Ricci flow coupled with harmonic map flow

TL;DR

This paper introduces a coupled Ricci and harmonic map flow that exhibits improved singularity behavior and monotonicity properties, extending Perelman's techniques to a new geometric evolution system.

Contribution

It presents a novel coupled flow system combining Ricci and harmonic map flows, with new energy estimates and monotonicity formulas that prevent certain singularities.

Findings

Coupled flow can be less singular than individual flows.

Energy concentration can be ruled out without curvature assumptions.

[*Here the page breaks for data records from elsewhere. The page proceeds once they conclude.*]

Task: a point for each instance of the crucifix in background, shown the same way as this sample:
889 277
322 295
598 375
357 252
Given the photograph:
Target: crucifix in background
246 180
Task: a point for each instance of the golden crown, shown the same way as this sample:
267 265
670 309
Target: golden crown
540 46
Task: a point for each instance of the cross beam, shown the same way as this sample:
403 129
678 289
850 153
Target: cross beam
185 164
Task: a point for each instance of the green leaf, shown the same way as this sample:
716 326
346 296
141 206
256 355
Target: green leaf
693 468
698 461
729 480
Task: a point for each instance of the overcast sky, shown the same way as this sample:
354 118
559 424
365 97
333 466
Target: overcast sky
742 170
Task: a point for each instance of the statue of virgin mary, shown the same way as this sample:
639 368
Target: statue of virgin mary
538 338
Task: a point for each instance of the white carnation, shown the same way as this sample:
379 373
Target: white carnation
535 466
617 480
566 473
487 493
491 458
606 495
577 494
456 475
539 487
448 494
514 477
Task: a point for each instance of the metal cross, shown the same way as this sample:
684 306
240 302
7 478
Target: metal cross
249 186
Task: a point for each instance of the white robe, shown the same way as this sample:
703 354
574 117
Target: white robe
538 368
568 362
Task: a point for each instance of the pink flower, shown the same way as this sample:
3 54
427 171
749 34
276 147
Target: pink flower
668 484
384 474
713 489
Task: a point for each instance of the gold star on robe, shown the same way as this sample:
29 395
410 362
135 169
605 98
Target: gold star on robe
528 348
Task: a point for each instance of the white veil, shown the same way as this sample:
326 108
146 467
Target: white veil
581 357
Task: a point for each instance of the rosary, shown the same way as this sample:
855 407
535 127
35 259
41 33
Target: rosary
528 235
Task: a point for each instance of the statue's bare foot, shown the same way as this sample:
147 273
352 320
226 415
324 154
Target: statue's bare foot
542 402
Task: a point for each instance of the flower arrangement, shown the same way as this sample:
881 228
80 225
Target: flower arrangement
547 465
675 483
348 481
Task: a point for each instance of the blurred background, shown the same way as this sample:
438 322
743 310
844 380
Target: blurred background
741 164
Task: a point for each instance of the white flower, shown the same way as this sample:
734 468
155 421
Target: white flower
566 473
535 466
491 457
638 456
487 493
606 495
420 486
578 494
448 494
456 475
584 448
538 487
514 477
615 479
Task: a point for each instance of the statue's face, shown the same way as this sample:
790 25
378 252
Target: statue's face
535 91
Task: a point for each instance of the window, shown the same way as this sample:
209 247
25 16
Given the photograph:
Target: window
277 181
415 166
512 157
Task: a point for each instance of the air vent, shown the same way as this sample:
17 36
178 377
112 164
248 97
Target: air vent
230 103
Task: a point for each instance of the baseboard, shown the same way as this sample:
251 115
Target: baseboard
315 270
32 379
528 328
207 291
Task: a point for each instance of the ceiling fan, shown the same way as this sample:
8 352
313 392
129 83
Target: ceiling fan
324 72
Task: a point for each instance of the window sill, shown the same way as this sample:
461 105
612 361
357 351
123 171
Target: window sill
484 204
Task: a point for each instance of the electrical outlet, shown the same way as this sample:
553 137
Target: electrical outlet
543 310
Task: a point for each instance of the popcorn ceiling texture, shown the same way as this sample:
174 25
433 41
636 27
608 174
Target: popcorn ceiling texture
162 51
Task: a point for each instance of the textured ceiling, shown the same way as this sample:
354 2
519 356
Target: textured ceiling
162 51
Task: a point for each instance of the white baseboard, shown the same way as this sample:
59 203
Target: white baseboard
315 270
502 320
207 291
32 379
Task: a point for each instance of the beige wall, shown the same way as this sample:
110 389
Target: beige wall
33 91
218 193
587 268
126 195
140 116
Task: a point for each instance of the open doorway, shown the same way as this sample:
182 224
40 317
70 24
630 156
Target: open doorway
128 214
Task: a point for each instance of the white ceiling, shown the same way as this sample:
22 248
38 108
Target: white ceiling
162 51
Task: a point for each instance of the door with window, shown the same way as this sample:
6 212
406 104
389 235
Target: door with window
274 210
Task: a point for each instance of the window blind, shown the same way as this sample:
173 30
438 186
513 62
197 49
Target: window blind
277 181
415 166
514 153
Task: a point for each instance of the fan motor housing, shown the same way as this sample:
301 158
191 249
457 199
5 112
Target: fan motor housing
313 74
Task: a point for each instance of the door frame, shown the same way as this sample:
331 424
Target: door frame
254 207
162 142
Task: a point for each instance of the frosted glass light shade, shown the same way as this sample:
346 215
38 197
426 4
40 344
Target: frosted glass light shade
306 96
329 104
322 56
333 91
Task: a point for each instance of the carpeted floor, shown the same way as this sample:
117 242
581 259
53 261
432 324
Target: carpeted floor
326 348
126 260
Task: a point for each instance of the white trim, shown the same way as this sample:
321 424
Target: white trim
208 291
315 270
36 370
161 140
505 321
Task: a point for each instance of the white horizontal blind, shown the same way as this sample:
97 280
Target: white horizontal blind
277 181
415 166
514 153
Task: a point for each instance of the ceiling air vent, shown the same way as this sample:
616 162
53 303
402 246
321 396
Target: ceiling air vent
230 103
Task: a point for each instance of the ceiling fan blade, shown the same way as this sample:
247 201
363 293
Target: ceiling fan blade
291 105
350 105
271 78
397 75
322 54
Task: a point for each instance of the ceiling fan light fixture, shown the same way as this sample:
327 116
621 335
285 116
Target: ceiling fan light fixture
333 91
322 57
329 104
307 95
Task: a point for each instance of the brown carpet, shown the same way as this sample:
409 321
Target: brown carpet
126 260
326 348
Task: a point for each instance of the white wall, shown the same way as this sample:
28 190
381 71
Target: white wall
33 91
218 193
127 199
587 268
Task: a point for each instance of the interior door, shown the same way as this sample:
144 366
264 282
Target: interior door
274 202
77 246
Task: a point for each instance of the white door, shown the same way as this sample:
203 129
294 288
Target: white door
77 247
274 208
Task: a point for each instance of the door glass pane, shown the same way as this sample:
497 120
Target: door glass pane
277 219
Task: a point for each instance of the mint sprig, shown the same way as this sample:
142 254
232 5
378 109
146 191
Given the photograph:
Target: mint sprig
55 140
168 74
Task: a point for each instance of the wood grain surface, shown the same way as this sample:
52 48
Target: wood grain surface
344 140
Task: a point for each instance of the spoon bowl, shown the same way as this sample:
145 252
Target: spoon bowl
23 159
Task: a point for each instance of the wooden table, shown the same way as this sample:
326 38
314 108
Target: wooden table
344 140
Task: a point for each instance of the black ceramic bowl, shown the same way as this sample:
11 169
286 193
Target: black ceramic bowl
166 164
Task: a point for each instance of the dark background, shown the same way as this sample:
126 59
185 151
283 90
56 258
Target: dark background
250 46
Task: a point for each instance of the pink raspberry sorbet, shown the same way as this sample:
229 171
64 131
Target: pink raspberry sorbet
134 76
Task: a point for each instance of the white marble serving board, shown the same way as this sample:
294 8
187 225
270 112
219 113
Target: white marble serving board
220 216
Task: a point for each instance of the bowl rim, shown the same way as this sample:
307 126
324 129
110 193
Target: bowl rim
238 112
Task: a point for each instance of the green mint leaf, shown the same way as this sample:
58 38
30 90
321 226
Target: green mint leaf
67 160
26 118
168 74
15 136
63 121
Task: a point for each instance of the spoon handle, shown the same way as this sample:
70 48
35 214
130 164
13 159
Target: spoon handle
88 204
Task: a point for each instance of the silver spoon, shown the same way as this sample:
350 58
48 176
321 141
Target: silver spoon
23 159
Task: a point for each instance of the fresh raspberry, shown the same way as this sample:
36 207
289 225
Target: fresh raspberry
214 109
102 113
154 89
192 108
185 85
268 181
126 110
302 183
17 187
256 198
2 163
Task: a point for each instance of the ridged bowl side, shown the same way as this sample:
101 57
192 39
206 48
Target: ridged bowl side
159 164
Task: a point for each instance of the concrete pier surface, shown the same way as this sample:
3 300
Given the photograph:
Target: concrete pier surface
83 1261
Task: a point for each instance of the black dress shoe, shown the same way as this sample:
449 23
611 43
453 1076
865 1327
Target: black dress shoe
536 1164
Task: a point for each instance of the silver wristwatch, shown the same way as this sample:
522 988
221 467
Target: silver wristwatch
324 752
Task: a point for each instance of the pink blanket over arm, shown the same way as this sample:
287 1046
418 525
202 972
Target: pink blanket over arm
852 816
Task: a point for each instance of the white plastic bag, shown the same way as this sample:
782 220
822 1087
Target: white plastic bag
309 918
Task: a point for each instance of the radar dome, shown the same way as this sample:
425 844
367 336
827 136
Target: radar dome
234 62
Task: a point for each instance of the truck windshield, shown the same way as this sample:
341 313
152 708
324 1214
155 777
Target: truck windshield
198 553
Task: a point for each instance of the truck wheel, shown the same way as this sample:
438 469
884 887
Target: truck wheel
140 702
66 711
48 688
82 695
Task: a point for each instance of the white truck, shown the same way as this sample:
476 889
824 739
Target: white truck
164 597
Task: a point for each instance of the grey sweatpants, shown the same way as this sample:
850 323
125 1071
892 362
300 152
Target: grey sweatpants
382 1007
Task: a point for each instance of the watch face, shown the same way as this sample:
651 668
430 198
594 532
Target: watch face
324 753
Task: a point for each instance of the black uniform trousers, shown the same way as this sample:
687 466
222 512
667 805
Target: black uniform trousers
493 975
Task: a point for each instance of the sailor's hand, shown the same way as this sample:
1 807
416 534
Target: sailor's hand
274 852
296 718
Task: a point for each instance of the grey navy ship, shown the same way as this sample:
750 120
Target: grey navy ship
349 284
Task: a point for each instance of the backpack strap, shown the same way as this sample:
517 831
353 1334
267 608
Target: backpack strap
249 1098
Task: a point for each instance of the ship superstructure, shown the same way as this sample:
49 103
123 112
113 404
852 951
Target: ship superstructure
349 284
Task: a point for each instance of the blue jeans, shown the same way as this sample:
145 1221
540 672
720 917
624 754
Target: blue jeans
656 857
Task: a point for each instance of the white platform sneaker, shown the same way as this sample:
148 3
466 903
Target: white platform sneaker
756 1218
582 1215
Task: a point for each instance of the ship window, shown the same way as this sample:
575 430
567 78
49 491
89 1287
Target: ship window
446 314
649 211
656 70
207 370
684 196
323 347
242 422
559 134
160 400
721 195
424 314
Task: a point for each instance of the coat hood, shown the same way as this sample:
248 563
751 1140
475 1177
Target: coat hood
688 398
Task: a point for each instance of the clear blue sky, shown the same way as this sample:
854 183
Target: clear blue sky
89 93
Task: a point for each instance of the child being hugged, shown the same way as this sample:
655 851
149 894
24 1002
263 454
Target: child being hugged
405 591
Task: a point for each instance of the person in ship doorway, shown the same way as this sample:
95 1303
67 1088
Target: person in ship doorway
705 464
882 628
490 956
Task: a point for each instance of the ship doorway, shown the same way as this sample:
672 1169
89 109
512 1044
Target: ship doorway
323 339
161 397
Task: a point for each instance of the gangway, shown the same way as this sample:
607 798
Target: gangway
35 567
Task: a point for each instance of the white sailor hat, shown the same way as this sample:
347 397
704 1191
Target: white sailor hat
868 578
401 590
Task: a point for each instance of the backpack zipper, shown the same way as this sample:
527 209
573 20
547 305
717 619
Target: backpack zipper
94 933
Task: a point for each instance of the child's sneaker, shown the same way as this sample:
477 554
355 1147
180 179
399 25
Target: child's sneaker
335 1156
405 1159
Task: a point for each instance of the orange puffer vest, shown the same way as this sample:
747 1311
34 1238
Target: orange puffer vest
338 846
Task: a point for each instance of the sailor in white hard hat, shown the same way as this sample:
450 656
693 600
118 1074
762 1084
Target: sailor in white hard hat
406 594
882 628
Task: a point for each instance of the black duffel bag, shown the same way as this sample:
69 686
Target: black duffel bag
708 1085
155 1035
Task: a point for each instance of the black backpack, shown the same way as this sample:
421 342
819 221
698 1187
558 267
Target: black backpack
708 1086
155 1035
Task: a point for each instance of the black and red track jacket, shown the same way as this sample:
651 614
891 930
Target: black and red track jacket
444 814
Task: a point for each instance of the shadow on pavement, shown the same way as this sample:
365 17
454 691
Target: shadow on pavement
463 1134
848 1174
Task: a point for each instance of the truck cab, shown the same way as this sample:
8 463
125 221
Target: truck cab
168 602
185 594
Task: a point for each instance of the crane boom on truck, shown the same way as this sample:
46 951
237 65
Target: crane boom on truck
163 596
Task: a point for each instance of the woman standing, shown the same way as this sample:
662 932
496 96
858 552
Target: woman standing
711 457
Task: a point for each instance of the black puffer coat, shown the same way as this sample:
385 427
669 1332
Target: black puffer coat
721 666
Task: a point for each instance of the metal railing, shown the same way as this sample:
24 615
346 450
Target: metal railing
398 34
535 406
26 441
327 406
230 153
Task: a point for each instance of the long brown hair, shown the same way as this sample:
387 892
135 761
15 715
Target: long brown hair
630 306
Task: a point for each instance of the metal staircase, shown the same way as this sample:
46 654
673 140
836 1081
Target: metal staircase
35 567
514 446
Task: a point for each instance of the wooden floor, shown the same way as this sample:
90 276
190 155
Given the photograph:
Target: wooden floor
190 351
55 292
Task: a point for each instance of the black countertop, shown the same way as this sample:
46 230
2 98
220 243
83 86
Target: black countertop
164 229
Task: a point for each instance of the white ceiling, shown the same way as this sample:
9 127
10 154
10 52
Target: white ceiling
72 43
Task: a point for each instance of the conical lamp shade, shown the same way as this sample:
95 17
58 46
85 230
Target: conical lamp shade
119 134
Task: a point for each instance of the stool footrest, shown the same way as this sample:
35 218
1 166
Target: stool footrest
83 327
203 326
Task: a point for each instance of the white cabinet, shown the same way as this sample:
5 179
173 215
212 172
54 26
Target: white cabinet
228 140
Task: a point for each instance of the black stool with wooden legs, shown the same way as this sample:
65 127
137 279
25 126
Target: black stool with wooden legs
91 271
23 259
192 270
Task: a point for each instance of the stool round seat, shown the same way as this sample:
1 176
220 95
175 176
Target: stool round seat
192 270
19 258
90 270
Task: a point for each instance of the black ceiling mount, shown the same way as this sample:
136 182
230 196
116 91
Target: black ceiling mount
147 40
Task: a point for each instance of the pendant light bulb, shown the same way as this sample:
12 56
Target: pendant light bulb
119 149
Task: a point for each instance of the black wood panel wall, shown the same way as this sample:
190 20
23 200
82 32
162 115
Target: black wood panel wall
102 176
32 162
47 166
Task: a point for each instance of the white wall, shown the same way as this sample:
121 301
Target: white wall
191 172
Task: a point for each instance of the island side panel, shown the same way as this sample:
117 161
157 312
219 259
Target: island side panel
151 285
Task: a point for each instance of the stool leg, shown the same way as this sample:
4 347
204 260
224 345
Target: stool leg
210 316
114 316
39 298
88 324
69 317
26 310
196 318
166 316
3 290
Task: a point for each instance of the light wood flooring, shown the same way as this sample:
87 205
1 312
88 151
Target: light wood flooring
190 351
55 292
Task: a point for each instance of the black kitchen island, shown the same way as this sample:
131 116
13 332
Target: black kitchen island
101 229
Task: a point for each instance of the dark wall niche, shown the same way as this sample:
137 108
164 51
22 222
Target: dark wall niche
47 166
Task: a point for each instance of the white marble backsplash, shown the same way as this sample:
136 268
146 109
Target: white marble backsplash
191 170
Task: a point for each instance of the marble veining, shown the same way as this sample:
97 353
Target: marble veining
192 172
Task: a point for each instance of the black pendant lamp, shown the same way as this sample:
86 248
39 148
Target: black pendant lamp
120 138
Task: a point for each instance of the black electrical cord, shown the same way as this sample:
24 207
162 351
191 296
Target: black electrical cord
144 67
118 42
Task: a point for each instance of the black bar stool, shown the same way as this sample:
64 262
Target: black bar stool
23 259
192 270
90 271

Monotonicity of entropy and volume functionals analogous to Perelman's results.

Abstract

We investigate a new geometric flow which consists of a coupled system of the Ricci flow on a closed manifold M with the harmonic map flow of a map phi from M to some closed target manifold N with a (possibly time-dependent) positive coupling constant alpha. This system can be interpreted as the gradient flow of an energy functional F_alpha which is a modification of Perelman's energy F for the Ricci flow, including the Dirichlet energy for the map phi. Surprisingly, the coupled system may be less singular than the Ricci flow or the harmonic map flow alone. In particular, we can always rule out energy concentration of phi a-priori - without any assumptions on the curvature of the target manifold N - by choosing alpha large enough. Moreover, if alpha is bounded away from zero it suffices to bound the curvature of (M,g(t)) to also obtain control of phi and all its derivatives - a result which is clearly not true for alpha = 0. Besides these new phenomena, the flow shares many good properties with the Ricci flow. In particular, we can derive the monotonicity of an entropy functional W_alpha similar to Perelman's Ricci flow entropy W and of so-called reduced volume functionals. We then apply these monotonicity results to rule out non-trivial breathers and geometric collapsing at finite times.